都紀女加王墓前バス停で待つ。

長崎生まれ佐賀育ち 中高福岡大阪在住 完全趣味の自己満足ブログ。 @tsukimecha

ブラック・ジャック 「刻印」について

https://m.youtube.com/watch?v=5VDwZ-mqOzc

 

とりあえず2:02:10からの「刻印」を見て欲しい。ピノコの声は置いといて

 

これは私がブラックジャックの中で一番好きな話である。私は母親に勧められて小学校1年生の時にブラックジャックを全巻揃えた。

 

途中のブラックジャックが時限爆弾に気付くシーン。漫画版では爆発まで気付かず、ブラックジャックはボロボロになり這々の体でなんとか歩いていくシーンに変わっている。

 

なので、ブラックジャックのその後の密告は「報復」であることは幼い頃の私にも理解できた。ただ、幼い頃の私はこの話を読んで少し後味の悪い疑問を持った。
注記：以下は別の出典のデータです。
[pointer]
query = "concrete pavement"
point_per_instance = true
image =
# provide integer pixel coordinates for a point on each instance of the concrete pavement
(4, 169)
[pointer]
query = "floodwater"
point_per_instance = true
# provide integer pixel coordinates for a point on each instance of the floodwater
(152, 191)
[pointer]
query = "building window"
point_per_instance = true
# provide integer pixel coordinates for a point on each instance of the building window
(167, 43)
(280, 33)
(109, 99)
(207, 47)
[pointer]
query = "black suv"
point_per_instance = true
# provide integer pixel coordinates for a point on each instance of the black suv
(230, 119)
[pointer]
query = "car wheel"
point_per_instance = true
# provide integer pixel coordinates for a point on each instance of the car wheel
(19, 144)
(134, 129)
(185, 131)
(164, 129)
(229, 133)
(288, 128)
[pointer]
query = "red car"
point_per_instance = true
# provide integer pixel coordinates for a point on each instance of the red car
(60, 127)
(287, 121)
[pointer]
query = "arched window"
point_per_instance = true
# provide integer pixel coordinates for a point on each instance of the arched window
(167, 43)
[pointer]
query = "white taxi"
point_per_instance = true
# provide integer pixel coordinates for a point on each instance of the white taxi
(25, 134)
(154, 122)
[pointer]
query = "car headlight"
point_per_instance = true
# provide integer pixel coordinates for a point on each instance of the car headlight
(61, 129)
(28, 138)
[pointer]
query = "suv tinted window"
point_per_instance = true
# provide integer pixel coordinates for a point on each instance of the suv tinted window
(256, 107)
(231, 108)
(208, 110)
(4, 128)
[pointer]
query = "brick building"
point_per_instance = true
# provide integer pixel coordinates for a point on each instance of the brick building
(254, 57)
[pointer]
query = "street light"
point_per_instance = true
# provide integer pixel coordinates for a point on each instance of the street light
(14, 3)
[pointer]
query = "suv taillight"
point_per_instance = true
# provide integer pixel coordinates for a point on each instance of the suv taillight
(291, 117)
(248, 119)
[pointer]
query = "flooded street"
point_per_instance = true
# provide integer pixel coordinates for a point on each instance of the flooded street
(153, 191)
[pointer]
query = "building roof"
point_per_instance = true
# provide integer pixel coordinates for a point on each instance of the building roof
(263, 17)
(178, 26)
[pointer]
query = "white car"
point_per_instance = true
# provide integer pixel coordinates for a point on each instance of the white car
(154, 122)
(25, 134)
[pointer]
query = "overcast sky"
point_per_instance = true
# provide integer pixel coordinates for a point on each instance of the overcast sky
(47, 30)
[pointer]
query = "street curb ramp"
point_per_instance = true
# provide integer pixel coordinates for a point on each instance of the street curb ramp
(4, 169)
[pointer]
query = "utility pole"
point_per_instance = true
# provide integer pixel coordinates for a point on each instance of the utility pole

ブラックジャックを爆殺しようとしたのは本当に間久部のサシガネじゃなかったのか?

・自分を死刑に送ったブラックジャックと再会した間久部はなぜあんなに冷静なのか?

という点。1つ目は正直この話だけ読んでも真相は分からないのでとりあえず置いておく。

 

2つ目は本当に謎だった。間久部の立場ならブラックジャックは憎くてどうしようもないはずだ。しかも最後のシーン、

 

ブラックジャック「気の毒したな、間久部。」

間久部「いや、これでいいんだ。」

 

の会話。このブラックジャックの煽りとも取れる発言と間久部の哀しい笑顔がとても複雑だった。

 

でも、私が成長するにつれてだんだんと分かってきた気がする。

まず、間久部がブラックジャックを殺したのかという点。これが本当だとしたら、殺し損ねたブラックジャックが自分を摘発することはもはや覚悟の上のことだっただろう。だとすると最後のシーンの間久部の冷静さは納得できる。間久部はブラックジャックとの勝負に負けたのである。古い大親友を裏切るという、誰も読めないであろう会心の一撃を喰らわせて負けたのだから、もうブラックジャックに怒りなどという安いものを持つことはない。そういうことなんじゃないか。

 

また、間久部がブラックジャックを殺そうとしていないとしたら。これは間久部にとってみれば完全にブラックジャックが一方的に自分をハメた事になる。でも、「君に裏切られるならしょうがない」くらいに思っていたように感じる。この二人の友情は想像以上に深いものなのかな、とも取れる。

 

という風に理解できるようになって、この話が1番好きになった。

 

 

だが、この話にはまだ続きがある。

 

 

実はこの「刻印」という話、もとは「指」という話だった。

しかし、「指」の話は単行本として発売される際に「刻印」に変更されてしまい、伝説の話となっている。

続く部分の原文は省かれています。